The Explanation below Section 54E(1) provides that investment can be made in any of the assets specified in clause (c) of such bonds issued by any public sector company, as the Central Government may by notification specify in that behalf. Through notification dated April 13, 1987, the Government specified the three-year IDBI capital bonds issued by the IDBI for the purpose of said clause (c). In pursuance of that notification, the assessee framed a bond scheme.

The tribunal reasoned that "the scheme was available to all taxpayers resident in India, other than minors and persons of unsound mind. The assessee was not precluded from opting the scheme. However, overtly, it seems absurd that the legislative intent in not providing for a distinct bar against an assessee investing in its own scheme, so as to entitle itself to claim exemption under Section 54E, would be to allow such a legal infeasibility.

At first sight, the request of the assessee under Section 54E and the intendment of the legislature in enacting that section appeared to be mutually contradictory. It was not so. The tribunal also disregarded the premise that a person cannot invest in himself on the reasoning that "it was not a case where there was no parting with of funds. The fund in which the investment had been made did not remain or continue with the assessee. "The assessee undeniably had no control over that fund. So, it was wrong to say that the assessee was bound to use that fund of its own in its own business, or for other developmental activities and that, therefore, the purpose of Section 54E was defeated. The assessee having no control over or access to the fund, it was not possible for the assessee to utilise it in its own business.

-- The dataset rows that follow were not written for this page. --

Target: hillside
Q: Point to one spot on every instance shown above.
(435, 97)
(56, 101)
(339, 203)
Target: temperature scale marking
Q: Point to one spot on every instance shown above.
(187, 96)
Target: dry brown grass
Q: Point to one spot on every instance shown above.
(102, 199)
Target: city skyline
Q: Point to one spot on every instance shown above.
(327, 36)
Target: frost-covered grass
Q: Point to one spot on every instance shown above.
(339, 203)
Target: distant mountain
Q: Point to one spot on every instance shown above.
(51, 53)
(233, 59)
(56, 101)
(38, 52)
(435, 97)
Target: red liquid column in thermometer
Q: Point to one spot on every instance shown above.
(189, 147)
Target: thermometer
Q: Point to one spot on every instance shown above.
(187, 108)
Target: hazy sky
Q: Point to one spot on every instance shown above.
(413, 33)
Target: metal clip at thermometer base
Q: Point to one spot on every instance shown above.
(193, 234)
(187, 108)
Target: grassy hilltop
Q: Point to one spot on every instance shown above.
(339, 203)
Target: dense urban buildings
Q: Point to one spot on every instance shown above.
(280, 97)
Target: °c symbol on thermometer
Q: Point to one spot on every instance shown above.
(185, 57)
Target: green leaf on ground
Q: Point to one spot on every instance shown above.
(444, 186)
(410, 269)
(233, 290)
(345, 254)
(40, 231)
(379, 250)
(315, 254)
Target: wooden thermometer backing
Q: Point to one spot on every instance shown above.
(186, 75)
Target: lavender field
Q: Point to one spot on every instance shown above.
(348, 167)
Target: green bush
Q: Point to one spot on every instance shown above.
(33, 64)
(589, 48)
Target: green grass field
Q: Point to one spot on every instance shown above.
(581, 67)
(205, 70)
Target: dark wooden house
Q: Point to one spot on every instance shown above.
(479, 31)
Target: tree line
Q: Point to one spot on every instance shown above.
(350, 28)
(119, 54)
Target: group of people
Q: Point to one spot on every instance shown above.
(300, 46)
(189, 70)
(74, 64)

That being so, even though the depositor investor/transferor and the transferee remained one and the same, the assessee itself, the fund was safely out of the reach of the assessee.

"That presented a simulated setting where in spite of the assessee transferring the amount to its own fund, it had no power over the said fund, thereby bringing its case at par with that of an assessee other than IDBI itself. Hence, the purpose of Section 54E was fully served, the assessee having complied with the terms of the bond scheme, and there being no prohibition in law against the assessee investing in the scheme, in the obtaining scenario."

The tribunal held that IDBI was entitled to the exemption under the law.

It may be noted that from April 1, 1992, Section 54E has no longer been in the statute. But there is a corresponding provision, Section 54EC, dealing with capital gains exemption through investment in specified bonds. The rationale of the aforesaid decision may still apply on similar facts and similar schemes floated by institutions. There is a saying that "one cannot make profit through oneself".

In the case discussed, it was a similar situation of trying to get exemption through one's own scheme. But then, since the funds earmarked for investment were distinct and separate, the Tribunal came to the conclusion that the assessee was an independent entity and the scheme floated by the assessee distinct and separate.

One only hopes that this decision is not agitated further since the logic and reasoning appears to be well founded. The Department should accept this decision so that finality is reached on this issue.